Ribera, la Dia ha confiscato 800 mila euro ai Capizzi
Ribera, la Dia ha confiscato 800 mila euro ai Capizzi
Il provvedimento del Tribunale di Agrigento nei riguardi di Simone Capizzi e il figlio Giuseppe. Simone Capizzi sta scontando l'ergastolo per l'omicidio del maresciallo dei carabinieri Giuliano Guazzelli VIDEO
La Direzione Investigativa Antimafia di Agrigento ha eseguito la confisca di beni per un valore di 800 mila euro a carico di Simone Capizzi di 73 anni e e del figlio Giuseppe Capizzi di 50 anni entrambi originari di Ribera, al momento detenuti e considerati elementi di spicco di “cosa nostra” agrigentina. I provvedimenti di confisca sono stati emessi dal Tribunale di Agrigento dopo le indagini della Dia e della Dda di Palermo.
Simone Capizzi è detenuto da ormai 23 anni è stato condannato all’ergatolo per l’omicidio del maresciallo dei Carabinieri Giuliano Guazzelli, di cui proprio oggi ricorre il 24° anniversario della morte. Divenne capo della mafia riberese dopo l’uccisione di del boss riberese Carmelo Colletti, nel 1983, dopo il quale ha ottenuto la benedizioni di Totò Riina. Il figlio Giuseppe Capizzi è stato arrestato nel 2006 ed è stato condannato a otto anni per associazione mafiosa. La Corte di Appello lo ha poi condannato anche a dieci anni per estorsione aggravata dal metodo mafioso mentre gli investigatori hanno provato i siioi rapporti con l’ex latitante Giuseppe Falsone ex numero uno della mafia agrigentina.
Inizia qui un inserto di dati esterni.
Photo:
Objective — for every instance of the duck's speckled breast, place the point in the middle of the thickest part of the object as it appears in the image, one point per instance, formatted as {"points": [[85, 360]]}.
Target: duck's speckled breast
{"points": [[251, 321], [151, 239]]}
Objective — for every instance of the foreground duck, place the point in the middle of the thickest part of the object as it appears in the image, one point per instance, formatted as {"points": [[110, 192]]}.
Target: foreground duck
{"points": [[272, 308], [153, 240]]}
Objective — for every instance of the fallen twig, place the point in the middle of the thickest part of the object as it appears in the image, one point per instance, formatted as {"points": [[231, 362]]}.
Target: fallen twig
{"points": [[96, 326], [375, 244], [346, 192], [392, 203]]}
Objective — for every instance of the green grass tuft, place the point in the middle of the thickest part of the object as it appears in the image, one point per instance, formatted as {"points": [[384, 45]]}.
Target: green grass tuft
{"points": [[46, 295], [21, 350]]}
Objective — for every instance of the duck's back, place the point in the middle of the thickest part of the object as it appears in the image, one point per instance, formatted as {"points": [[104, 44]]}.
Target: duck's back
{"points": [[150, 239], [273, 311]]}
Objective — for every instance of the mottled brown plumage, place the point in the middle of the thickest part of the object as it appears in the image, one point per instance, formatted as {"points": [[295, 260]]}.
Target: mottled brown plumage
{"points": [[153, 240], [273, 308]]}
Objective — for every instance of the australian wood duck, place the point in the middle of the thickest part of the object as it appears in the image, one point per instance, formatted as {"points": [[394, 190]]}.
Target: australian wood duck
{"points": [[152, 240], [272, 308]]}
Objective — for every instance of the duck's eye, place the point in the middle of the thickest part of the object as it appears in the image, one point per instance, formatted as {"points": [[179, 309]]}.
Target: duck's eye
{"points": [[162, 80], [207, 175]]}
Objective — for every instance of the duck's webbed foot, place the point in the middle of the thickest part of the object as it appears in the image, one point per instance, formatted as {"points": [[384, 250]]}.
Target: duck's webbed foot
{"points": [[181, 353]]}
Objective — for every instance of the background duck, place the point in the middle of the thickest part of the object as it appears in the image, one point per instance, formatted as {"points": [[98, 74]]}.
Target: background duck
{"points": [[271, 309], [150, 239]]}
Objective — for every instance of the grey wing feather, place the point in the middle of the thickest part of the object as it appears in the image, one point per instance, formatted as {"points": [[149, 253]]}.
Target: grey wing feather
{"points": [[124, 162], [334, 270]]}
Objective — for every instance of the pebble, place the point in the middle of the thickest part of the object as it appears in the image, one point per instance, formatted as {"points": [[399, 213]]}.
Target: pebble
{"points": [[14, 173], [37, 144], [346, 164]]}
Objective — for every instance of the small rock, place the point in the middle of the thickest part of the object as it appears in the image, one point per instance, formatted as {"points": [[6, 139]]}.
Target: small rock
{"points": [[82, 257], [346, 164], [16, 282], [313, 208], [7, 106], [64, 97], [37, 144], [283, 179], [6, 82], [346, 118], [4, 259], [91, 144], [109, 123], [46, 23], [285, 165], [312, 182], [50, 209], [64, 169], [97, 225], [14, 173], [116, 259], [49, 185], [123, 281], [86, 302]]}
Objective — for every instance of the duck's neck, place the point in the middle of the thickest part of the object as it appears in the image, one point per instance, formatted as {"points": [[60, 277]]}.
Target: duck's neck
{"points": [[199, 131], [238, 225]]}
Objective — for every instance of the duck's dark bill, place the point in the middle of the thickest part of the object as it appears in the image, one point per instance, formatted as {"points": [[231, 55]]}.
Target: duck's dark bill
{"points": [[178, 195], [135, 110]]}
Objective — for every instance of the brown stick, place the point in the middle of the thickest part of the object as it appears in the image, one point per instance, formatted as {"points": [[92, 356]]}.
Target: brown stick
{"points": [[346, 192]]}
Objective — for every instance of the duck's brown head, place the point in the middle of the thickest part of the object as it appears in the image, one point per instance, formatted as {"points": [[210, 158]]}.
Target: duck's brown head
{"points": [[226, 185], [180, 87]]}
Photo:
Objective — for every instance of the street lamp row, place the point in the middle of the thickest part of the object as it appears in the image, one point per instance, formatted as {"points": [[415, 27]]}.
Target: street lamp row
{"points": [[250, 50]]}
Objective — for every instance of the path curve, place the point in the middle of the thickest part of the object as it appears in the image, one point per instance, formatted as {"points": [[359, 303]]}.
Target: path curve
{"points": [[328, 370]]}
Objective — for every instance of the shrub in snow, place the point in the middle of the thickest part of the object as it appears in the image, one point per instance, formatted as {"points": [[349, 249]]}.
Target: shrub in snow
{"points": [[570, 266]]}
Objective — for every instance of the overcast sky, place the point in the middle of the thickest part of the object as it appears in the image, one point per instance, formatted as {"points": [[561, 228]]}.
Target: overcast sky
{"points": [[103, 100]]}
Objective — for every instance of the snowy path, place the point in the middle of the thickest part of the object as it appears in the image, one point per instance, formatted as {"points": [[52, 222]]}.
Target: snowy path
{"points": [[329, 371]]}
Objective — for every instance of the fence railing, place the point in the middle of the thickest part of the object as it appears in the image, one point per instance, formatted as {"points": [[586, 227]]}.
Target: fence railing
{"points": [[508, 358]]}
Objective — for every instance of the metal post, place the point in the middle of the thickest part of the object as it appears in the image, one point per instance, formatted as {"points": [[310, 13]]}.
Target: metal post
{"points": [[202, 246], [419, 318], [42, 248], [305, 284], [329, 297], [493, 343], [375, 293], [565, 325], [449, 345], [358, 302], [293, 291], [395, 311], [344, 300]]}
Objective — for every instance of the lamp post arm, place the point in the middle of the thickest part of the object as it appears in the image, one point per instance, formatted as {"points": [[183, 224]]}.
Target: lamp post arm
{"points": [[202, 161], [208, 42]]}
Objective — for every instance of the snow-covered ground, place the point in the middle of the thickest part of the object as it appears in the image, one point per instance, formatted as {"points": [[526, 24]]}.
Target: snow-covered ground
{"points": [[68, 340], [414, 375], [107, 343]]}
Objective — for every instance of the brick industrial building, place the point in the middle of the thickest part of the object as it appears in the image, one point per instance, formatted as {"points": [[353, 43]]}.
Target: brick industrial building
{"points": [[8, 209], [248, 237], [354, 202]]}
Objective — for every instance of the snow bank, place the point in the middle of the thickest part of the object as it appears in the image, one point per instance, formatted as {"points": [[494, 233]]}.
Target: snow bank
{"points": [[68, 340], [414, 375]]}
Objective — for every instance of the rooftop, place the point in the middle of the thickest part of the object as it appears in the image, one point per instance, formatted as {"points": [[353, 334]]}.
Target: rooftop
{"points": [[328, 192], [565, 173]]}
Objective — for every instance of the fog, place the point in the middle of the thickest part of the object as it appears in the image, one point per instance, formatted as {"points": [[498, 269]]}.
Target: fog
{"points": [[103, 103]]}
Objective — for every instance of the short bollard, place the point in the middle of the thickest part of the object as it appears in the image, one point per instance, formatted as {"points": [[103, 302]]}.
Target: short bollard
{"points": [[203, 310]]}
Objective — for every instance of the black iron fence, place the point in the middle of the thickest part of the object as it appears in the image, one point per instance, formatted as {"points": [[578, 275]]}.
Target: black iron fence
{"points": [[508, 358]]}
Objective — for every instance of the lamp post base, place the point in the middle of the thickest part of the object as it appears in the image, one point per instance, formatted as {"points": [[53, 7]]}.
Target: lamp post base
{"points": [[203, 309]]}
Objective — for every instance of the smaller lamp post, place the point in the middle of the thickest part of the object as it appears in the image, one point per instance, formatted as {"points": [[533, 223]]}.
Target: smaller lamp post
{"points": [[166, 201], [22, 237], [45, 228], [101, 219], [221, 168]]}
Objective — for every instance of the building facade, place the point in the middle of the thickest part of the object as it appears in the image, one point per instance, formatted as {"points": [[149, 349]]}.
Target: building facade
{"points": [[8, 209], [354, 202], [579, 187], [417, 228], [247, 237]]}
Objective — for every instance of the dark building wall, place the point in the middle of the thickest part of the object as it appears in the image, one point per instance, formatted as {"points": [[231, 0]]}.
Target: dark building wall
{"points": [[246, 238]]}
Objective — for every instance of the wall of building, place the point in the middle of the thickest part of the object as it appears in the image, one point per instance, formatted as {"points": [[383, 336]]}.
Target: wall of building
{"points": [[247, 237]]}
Dei Capizzi si parla anche nei pizzini sequestrati nel covo di Bernardo Provenzano e a Antonino Giuffrè, poi pentitosi, relativi ad un contrasto sorto tra Giuseppe Capizzi e Giuseppe Grigoli, ritenuto un prestanome di Matteo Messina Denaro, nell’ambito di alcune forniture perun supermercato aperto a Ribera.
Ai Capizzi sono stati confiscati dieci terreni e 3 fabbricati del valore complessivo stimato in oltre 800 mila euro. I sigilli sono stati posti perché dalle indagini della Dia di Agrigento è emerso che, nei primi anni ’90, i formali intestatari degli immobili, avevano venduto o promesso in vendita gli stessi alla famiglia Capizzi, tramite scritture private non registrate e senza formalizzare la compravendita, allo scopo di eludere i controlli della forze dell’ordine e della magistratura.